Abstract

For genetic identification of soybean [Glycine max (L.) Merrill] cultivars, insertions/deletions (InDel) markers have been preferred currently because they are easy to use, co-dominant and relatively abundant. Despite their biological importance, the investigation of InDels with proven quality and reproducibility has been limited. In this study, we described soybean barcode system approach based on InDel makers, each of which is specific to a dense variation block (dVB) with non-random recombination due to many variations. Firstly, 2,274 VBs were mined by analyzing whole genome data in six soybean cultivars (Backun, Sinpaldal 2, Shingi, Daepoong, Hwangkeum, and Williams 82) for transferability to dVB-specific InDel markers. Secondly, 73,327 putative InDels in the dVB regions were identified for the development of soybean barcode system.
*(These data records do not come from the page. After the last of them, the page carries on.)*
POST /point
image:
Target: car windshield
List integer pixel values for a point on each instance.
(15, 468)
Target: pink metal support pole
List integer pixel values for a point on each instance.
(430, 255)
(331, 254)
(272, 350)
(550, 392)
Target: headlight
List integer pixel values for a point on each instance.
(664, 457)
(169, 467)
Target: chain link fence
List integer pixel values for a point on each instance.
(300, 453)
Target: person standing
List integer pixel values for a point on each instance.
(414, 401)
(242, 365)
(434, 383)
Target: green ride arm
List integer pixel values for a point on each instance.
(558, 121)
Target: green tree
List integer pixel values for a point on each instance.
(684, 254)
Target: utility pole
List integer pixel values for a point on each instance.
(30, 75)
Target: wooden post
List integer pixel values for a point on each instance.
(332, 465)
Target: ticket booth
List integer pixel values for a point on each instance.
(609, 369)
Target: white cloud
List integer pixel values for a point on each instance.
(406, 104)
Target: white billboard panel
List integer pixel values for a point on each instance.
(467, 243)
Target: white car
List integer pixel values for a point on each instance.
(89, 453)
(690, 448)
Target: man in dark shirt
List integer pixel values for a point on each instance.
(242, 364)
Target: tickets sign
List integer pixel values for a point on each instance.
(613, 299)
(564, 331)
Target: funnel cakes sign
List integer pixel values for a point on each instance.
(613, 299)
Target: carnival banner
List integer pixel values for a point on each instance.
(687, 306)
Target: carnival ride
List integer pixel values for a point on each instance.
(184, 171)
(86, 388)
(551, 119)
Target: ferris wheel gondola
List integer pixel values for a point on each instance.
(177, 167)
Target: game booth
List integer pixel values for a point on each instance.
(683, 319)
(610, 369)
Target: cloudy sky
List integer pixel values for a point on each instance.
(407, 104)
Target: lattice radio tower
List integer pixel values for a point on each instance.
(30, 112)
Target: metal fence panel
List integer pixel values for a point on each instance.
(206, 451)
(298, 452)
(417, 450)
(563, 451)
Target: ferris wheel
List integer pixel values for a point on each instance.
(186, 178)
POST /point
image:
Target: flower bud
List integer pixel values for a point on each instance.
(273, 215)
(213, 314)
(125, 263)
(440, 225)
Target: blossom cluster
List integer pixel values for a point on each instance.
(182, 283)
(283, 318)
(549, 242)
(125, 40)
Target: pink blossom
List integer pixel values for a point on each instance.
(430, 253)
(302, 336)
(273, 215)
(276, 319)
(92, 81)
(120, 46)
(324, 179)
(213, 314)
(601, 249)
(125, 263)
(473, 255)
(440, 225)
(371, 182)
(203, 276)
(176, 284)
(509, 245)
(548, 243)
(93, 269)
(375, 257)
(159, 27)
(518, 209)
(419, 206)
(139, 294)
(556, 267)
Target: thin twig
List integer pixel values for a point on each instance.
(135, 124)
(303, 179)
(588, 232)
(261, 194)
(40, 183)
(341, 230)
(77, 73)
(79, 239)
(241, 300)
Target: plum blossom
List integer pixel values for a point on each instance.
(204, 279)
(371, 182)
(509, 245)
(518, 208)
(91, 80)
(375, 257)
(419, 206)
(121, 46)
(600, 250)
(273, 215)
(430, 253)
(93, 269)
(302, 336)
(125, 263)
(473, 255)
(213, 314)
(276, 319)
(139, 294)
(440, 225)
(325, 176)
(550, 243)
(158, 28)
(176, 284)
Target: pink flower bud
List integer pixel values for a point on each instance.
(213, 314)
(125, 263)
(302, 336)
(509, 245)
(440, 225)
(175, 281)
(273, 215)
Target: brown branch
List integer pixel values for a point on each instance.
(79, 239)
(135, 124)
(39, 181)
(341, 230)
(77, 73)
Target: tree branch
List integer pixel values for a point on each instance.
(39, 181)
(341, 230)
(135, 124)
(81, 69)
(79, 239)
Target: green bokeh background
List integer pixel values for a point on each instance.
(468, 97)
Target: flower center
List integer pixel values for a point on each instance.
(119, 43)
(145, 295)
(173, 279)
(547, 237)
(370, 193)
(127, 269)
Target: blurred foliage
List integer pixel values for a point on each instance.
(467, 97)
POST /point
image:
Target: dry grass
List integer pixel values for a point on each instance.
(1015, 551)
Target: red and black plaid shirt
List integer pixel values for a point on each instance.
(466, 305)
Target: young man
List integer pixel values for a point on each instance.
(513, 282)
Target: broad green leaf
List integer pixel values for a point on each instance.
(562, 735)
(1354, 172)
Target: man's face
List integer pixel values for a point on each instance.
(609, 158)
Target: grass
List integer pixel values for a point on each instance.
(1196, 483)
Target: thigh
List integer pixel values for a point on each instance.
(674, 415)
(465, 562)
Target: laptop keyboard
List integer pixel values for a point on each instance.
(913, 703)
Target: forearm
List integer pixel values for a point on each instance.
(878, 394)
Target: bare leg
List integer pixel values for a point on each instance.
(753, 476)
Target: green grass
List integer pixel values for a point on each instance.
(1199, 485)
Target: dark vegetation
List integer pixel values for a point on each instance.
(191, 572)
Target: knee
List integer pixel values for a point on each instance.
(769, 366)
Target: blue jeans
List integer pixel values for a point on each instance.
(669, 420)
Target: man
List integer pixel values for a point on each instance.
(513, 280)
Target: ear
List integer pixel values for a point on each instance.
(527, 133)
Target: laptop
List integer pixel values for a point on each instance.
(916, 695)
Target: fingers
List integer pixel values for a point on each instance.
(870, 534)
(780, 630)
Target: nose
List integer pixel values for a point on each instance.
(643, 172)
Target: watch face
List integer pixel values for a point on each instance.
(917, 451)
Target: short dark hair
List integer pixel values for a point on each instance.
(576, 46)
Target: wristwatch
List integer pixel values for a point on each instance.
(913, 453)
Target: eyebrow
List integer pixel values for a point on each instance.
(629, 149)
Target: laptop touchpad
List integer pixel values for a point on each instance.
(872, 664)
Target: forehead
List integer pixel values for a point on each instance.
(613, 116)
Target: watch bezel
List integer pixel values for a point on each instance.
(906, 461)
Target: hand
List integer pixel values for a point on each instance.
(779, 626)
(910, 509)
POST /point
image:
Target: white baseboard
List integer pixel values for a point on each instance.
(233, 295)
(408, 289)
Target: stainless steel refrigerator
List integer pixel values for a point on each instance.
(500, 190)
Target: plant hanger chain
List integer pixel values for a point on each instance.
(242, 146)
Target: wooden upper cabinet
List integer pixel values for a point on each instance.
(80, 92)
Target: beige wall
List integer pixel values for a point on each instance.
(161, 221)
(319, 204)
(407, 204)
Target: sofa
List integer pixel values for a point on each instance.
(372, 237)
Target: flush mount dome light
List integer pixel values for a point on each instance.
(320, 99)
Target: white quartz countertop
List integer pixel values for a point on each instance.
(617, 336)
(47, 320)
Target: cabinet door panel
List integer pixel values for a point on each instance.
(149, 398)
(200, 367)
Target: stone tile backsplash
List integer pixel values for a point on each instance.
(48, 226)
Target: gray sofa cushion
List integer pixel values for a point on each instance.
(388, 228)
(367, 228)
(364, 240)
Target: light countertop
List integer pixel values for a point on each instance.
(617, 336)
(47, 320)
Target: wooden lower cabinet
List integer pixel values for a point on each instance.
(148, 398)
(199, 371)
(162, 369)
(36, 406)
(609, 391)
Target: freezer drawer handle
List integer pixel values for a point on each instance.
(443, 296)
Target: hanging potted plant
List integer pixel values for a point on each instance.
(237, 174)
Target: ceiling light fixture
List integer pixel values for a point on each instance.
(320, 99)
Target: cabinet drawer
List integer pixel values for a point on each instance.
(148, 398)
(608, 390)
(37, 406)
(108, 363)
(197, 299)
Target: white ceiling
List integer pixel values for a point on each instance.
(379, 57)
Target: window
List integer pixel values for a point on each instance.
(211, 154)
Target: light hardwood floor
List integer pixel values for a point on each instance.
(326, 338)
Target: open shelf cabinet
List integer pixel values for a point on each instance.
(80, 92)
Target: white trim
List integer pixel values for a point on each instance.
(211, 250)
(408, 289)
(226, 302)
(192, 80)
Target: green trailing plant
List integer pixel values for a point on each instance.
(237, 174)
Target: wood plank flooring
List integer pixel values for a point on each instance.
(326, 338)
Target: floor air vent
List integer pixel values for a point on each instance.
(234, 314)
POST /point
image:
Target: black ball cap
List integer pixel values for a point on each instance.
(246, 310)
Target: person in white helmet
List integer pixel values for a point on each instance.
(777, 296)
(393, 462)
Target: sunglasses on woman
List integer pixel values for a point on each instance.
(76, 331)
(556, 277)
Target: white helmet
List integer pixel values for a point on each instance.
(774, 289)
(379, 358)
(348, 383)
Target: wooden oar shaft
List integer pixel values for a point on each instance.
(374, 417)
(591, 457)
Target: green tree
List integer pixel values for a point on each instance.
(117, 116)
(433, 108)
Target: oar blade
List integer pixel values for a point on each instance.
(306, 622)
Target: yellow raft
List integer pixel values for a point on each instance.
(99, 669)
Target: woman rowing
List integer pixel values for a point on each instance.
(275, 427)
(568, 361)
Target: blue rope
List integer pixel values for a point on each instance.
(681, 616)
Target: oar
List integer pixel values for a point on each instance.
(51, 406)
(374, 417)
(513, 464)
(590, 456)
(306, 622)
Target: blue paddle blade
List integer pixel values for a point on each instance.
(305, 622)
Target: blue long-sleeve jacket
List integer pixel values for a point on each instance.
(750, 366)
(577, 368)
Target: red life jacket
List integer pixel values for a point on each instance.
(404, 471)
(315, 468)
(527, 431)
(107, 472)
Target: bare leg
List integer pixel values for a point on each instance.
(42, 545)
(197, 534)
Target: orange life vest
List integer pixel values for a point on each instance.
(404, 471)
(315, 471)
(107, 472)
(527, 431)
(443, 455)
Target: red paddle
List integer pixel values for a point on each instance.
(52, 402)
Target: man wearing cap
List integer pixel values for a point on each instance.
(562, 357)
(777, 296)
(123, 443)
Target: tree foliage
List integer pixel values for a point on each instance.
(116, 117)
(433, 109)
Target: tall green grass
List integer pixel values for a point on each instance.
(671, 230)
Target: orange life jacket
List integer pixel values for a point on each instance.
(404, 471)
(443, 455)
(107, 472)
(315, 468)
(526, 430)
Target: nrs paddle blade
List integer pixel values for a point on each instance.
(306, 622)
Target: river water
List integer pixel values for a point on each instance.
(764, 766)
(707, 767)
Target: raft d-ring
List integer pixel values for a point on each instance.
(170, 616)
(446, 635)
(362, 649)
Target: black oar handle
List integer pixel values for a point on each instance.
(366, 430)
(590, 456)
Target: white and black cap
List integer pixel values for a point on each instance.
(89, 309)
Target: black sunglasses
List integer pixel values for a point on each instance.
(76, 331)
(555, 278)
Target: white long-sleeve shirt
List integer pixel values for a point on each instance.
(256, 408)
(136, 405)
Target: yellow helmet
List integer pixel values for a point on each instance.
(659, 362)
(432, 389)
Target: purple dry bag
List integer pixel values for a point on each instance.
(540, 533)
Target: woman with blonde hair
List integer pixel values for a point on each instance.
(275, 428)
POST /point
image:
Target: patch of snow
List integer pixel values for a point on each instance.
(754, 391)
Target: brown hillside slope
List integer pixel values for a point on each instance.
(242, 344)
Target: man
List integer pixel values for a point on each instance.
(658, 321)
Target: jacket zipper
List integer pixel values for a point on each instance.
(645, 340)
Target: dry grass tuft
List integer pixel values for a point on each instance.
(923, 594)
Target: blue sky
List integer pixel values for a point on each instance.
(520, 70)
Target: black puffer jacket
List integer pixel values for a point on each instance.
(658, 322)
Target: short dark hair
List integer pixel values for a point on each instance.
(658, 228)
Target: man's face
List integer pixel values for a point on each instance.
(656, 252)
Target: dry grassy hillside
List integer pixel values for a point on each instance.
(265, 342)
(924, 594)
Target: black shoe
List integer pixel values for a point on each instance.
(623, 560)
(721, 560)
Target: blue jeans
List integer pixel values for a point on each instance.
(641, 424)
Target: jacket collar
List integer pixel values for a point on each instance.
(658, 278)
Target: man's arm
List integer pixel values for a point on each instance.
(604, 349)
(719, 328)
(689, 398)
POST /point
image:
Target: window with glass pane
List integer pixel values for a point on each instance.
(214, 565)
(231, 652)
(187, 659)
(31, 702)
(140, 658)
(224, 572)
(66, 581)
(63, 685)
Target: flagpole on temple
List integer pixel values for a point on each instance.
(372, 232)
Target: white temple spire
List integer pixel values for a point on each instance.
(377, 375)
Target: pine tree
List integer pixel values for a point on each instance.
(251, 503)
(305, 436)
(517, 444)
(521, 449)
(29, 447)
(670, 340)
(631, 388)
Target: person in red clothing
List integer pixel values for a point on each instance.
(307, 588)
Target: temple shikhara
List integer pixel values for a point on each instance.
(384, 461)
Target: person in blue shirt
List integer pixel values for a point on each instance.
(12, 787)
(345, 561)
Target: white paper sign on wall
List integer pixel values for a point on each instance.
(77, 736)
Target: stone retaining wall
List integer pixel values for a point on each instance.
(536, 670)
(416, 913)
Among them, 202 dVB-specific InDels from all soybean cultivars were selected by gel electrophoresis, which were converted as 2D barcode types according to comparing amplicon polymorphisms in the five cultivars to the reference cultivar. Finally, the polymorphism of the markers were assessed in 147 soybean cultivars, and the soybean barcode system that allows a clear distinction among soybean cultivars is also detailed. In addition, the changing of the dVBs in a chromosomal level can be quickly identified due to investigation of the reshuffling pattern of the soybean cultivars with 27 maker sets. Especially, a backcross-inbred offspring, “Singang” and a recurrent parent, “Sowon” were identified by using the 27 InDel markers. These results indicate that the soybean barcode system enables not only the minimal use of molecular markers but also comparing the data from different sources due to no need of exploiting allele binning in new varieties.

Highlights

  • The task of plant variety and cultivar identification is vital from breeding to cultivar registration, seed production, trade, and inspection

  • By comparing the dense variation block (dVB) among the genomes for identifying soybean cultivars, two dVBs with ≥99.8% sequence identity as well as ≥0.8 SNV concordance were considered to be of an identical type which were originated from a common parental genome (Kim et al, 2014)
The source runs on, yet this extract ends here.